How fast was the speed of light? In the singularity, it could not move at all. And there was no time. So something like 0 (feet, meters, whatever) / 0 (minutes, hours, seconds, whatever) = what? The laws of physics did not exist at time 0. So what makes you think e=mc^2 applied? (hint: it didn't) And you are the one confusing mass and matter. Like in this post:
Nice dodge. I don't give a fuck about the speed of light. It doesn't explain or give evidence that matter was in that singularity
No dodge. Stephen Hawking's site: http://www.hawking.org.uk/the-beginning-of-time.html At a singularity, all the laws of physics would have broken down. This means that the state of the universe, after the Big Bang, will not depend on anything that may have happened before, because the deterministic laws that govern the universe will break down in the Big Bang. The universe will evolve from the Big Bang, completely independently of what it was like before. Even the amount of matter in the universe, can be different to what it was before the Big Bang, as the Law of Conservation of Matter, will break down at the Big Bang.
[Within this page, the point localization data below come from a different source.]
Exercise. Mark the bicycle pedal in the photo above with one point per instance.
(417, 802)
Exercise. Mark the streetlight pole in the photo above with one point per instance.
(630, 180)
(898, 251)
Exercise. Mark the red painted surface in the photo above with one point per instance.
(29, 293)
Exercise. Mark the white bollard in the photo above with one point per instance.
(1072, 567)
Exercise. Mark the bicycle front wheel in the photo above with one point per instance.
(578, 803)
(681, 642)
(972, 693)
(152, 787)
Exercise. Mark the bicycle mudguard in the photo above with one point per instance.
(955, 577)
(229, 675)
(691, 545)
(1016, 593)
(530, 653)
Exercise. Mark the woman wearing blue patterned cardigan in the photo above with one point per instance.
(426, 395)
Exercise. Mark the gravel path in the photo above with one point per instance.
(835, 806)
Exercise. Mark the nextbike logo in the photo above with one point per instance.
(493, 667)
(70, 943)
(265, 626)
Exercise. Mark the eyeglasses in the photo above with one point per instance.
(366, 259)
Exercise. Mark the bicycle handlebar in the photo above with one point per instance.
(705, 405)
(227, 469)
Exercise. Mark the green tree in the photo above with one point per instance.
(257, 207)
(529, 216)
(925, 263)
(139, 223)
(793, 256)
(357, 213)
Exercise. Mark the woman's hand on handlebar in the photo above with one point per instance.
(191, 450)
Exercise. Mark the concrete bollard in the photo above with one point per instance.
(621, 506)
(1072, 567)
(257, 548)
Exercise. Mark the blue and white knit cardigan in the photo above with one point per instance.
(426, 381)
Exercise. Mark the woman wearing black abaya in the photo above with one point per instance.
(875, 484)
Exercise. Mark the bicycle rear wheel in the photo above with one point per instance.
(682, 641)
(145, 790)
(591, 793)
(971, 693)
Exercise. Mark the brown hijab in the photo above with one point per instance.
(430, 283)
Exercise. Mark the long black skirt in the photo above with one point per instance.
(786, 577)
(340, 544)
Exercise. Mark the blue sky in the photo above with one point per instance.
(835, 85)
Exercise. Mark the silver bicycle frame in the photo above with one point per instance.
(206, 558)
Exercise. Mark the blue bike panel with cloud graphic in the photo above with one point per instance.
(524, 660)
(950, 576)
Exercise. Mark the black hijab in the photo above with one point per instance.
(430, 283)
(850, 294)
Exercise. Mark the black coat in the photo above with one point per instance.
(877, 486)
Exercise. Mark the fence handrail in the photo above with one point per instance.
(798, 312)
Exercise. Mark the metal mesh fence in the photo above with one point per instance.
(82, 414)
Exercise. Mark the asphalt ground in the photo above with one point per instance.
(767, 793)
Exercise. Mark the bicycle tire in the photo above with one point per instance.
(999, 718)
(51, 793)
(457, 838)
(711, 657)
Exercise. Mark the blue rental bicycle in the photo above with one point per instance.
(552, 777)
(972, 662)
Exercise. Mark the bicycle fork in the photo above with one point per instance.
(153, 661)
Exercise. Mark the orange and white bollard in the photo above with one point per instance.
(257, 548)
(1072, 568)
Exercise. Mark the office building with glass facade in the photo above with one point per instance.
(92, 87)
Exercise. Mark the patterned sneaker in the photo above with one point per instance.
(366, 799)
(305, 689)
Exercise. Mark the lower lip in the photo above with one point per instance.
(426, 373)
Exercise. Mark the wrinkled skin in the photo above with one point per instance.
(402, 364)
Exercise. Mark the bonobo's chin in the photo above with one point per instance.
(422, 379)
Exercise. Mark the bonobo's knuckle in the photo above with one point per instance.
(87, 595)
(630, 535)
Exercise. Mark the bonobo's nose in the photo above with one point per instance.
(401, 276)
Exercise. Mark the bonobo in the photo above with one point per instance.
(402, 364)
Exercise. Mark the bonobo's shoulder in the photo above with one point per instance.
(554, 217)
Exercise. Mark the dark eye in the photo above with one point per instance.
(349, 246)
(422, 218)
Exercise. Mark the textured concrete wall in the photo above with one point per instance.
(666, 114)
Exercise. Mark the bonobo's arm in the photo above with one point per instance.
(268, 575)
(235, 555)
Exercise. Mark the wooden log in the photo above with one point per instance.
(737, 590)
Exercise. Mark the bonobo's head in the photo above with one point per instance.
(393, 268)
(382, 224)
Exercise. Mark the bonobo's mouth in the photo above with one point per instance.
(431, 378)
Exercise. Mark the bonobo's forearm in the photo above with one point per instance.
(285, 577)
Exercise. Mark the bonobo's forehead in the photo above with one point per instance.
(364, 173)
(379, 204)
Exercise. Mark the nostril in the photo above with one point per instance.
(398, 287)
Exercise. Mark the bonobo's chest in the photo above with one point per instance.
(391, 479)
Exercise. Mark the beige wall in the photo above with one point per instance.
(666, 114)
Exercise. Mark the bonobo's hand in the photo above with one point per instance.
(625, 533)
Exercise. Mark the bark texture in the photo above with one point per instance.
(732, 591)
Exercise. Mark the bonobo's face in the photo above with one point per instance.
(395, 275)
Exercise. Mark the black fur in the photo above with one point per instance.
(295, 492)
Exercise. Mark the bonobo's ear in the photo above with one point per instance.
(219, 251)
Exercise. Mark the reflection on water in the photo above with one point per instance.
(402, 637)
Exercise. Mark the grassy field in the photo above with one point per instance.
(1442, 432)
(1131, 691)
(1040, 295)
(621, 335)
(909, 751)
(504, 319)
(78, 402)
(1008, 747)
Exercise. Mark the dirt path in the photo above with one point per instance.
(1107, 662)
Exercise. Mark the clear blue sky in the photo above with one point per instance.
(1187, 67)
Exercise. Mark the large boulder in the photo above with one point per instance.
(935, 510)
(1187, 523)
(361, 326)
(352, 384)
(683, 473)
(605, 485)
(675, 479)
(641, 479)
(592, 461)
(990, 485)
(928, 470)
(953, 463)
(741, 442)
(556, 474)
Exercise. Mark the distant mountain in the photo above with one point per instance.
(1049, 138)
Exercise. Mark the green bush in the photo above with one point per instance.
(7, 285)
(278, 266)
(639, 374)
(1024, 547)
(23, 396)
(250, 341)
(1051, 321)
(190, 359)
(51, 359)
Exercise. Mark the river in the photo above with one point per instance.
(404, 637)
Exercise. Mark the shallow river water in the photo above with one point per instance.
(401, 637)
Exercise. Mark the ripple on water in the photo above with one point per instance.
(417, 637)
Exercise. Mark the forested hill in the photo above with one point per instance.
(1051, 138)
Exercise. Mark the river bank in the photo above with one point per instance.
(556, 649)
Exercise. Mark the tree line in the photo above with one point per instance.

Hawking is a genius and I agree with his statement. But at singularity; there was still energy; therefore there was still matter. It doesn't matter if the "laws of physics" may not have existed. It's still matter. You keep saying there wasn't matter and you are dead wrong. There was matter.
It seems to me there are a few important components to the Big Bang timeline. First was the instance of the singularity, and at that moment, laws break down and even the best theoretical physicists don't know what was going on. All the forces are intertwined and part of the same. The next important moment is when quantum theory takes over. At this moments, the physicists have a decent grip on what was going on since their models can be built around actual equations that have definitive laws. Following that moment, still just a tiny fraction of the first second, Classical Physics takes root along with quantum physics. Is there matter at the big bang? depends on which of my previous moments you are talking about. The first one, most likely not in the form that we understand it. The second moment, there is matter, but it is still coupled with energy. sometime during the second moment but before the third, matter as we understand it comes into play and matter is uncoupled from energy. This is all just my breaking it down, I could be bat-shit crazy.